Data Pipeline Design and Development: Design, develop, and maintain robust and scalable data pipelines to ingest, transform, and make available heterogeneous data (structured or unstructured such as satellite images) from different actors in the space world. This includes managing real-time and batch data flows, as well as integrating various data sources.
Data Management and Data Ops: Implement Data Ops practices to ensure the quality, reliability, and availability of data throughout their lifecycle. This includes metadata management, data governance, data quality, version management, performance monitoring, and resolving issues related to data pipelines. To do this, you will ensure the proper use and implementation of our data observability tool.

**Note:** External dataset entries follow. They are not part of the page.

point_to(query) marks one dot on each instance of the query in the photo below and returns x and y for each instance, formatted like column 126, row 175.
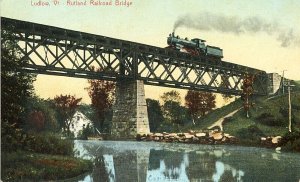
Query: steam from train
column 194, row 46
column 206, row 21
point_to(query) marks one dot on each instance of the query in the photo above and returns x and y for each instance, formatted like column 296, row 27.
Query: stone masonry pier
column 130, row 116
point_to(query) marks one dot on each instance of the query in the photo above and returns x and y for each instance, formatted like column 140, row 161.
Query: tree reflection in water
column 120, row 163
column 150, row 161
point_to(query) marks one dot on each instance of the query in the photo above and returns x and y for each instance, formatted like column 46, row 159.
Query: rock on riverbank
column 209, row 137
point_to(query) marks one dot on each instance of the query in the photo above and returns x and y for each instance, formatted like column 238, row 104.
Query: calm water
column 149, row 161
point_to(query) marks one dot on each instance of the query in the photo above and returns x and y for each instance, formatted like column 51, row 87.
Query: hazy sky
column 260, row 34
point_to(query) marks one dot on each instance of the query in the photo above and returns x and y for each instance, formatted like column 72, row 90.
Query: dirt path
column 219, row 123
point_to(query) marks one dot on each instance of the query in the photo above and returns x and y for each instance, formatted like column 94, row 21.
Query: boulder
column 188, row 135
column 200, row 135
column 263, row 139
column 156, row 138
column 158, row 135
column 217, row 135
column 276, row 140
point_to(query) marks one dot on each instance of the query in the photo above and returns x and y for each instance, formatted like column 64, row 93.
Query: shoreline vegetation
column 40, row 156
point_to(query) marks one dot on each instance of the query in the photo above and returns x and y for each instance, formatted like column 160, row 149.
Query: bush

Cloud Data: Use services and tools from the Google Cloud Platform (GCP) to design and implement efficient and scalable data solutions. Leverage services such as Airflow, Bigtable to meet storage, processing, and data provisioning needs. You are able to manage your CI/CD on GitLab.
Data Architecture Data Mesh: You will implement Medallion and Data Mesh architectures and contribute to the implementation of these approaches in our data infrastructure. You will work closely with the Ops team to design and implement a scalable, decentralized, and domain-oriented/data products architecture.
Collaboration and Knowledge Sharing: Collaborate with business teams, data scientists, and other members of the Data team to understand data needs, propose suitable solutions, and share knowledge about best practices in data management and development.